Interpretation of genetic diagrams

Genetic diagrams: These are a type of diagram used to predict an outcome of a particular cross or breeding experiment.

Punnett squares: These are used to predict the genotypes of offspring from a genetic cross.
Pedigree charts: These diagrams show a person’s ancestors and are used to analyse inheritance of traits through generations.

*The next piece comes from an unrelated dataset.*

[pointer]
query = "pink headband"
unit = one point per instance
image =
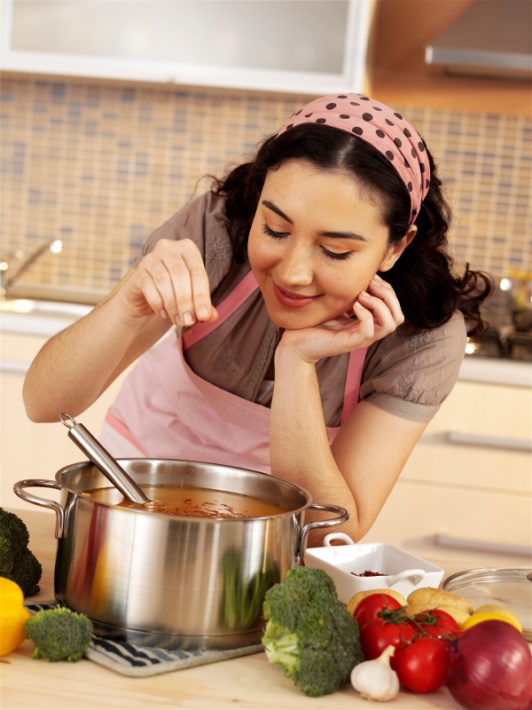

Understanding the types of alleles: An allele can be either dominant or recessive. Dominant alleles will always express their characteristic, even when only one copy is present, and are represented by a capital letter while recessive alleles are shown with a minor letter.
Recognising phenotype and genotype: The phenotype is the visible characteristics that result from the combination of those alleles, e.g., eye colour, height etc. The genotype is the exact alleles an individual has for a particular gene.
Deciphering homozygous and heterozygous genotypes: Homozygous genotypes contain two copies of the same allele (either two dominants or two recessives). Heterozygous genotypes contain one copy of each allele (one dominant and one recessive).
Probability of outcomes: The squares in a Punnett square represent the possible combinations of alleles from the parents. The ratio of dominant to recessive alleles in the squares gives an idea of the probability of having offspring with certain characteristics.
Understanding complete, incomplete, and codominance: In complete dominance, one allele completely masks the effects of another. In incomplete dominance, the phenotype is mixed. Codominance is when both alleles express their traits simultaneously without blending.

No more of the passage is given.